Exercise 6-4: file_open.c

Maximilian Fernaldy - C2TB1702

Opening a file can be done using the fopen() function defined in <stdio.h>.

#include <stdio.h>

int main() {
    // Define file pointer
    FILE *fp;
    fp = fopen("sample.txt","r");

    // Handle error if file can't be opened
    if( fp == NULL) {
        printf("Can't open file.\n");
        return 1;
    }
    else
    printf("success\n");
    fclose(fp);
    return 0;
}

to open a file, we must first define a file pointer. Note that this kind of pointer is different from pointers previously discussed. FILE *fp and int *px are different kinds of pointers, because here *fp is a file pointer, not a variable pointer. A file pointer contains information about where the file is located on the storage device (without specifying relative or absolute directories, it would be in the same working directory as the binary/executable), while a variable pointer contains the memory address of a variable, i.e., the location of a variable on the RAM device. A common misconception is that when fopen() is ran, it copies the file to the RAM for reading and writing, but this is incorrect. fopen() simply collects information about where a file is stored on the storage device, and the file won't be copied to the RAM unless it's later explicitly read or written to.

Generally speaking, there are two possibilities for the return value of fopen(). If it was successful in opening the file, it will return the file pointer (which is of type *FILE). If it was not, it will return NULL. This might happen if the file is opened for reading, but the file does not exist, so there is nothing to read. There are also other possibilities like insufficient permissions to access the file. In this case we should notify the user and return an exit code of 1. If this doesn't happen, fopen() will have successfully opened the file, and thus we can proceed with the program.

When the file sample.txt is created and in the same directory as the program, it runs successfully.

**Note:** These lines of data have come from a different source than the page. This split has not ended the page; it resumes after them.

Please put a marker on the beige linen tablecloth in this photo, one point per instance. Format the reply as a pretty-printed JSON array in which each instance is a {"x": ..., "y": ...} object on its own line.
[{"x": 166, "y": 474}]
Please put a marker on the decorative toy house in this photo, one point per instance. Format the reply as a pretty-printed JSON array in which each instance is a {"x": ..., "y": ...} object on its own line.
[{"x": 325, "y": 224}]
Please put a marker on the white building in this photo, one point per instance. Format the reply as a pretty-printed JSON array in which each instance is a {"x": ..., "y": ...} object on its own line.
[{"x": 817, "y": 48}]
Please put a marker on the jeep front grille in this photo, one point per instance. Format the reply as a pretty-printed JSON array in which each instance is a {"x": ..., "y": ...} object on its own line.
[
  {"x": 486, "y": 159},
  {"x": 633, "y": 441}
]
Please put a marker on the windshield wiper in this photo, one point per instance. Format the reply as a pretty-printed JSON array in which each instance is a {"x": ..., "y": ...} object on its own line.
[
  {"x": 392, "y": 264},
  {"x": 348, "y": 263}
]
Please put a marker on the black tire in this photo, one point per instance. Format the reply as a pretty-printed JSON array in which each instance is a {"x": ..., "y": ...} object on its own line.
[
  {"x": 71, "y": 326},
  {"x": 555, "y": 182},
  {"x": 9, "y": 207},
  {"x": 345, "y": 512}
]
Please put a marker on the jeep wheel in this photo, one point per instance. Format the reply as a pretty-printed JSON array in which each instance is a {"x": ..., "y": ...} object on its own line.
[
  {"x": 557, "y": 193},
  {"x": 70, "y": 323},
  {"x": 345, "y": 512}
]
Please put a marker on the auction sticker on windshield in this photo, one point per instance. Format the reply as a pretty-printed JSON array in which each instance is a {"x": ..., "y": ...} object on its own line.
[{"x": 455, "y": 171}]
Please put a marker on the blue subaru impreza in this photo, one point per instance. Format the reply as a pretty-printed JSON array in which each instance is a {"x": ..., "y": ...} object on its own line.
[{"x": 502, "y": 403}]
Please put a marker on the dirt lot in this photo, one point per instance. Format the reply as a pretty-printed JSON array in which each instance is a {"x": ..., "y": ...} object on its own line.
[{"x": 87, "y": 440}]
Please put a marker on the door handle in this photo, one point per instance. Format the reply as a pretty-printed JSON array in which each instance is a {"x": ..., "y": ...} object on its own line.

The file opens only when the filename is valid

About fopen()

To use fopen(), the syntax is as follows:

file_pointer = fopen("filepath", "am");

where filename is the file path (which includes its name following the directory path, if specified) of the file to open, and am is the file access mode (also called file access flags).

File access mode string Meaning Explanation Action if file already exists Action if file does not exist
"r" read Open a file for reading read from start failure to open
"w" write Create a file for writing destroy contents create new
"a" append Append to a file write to end create new
"r+" read extended Open a file for read/write read from start error
"w+" write extended Create a file for read/write destroy contents create new
"a+" append extended Open a file for read/write write to end create new

These file access flags are essentially modes in which the program interacts with the file. Notice that write mode is essentially just for creating new files, because it overwrites any existing data. In order to add to a file instead, the append mode should be used. These file access flags are crucial as they determine what we can and can't do with the file later in the program. They also determine whether the file is accessed in binary mode or plaintext. If a b is appended after the file access flag (i.e., rb, wb, rb+, wb+, etc.), the program will open the file in binary mode instead of formatted text.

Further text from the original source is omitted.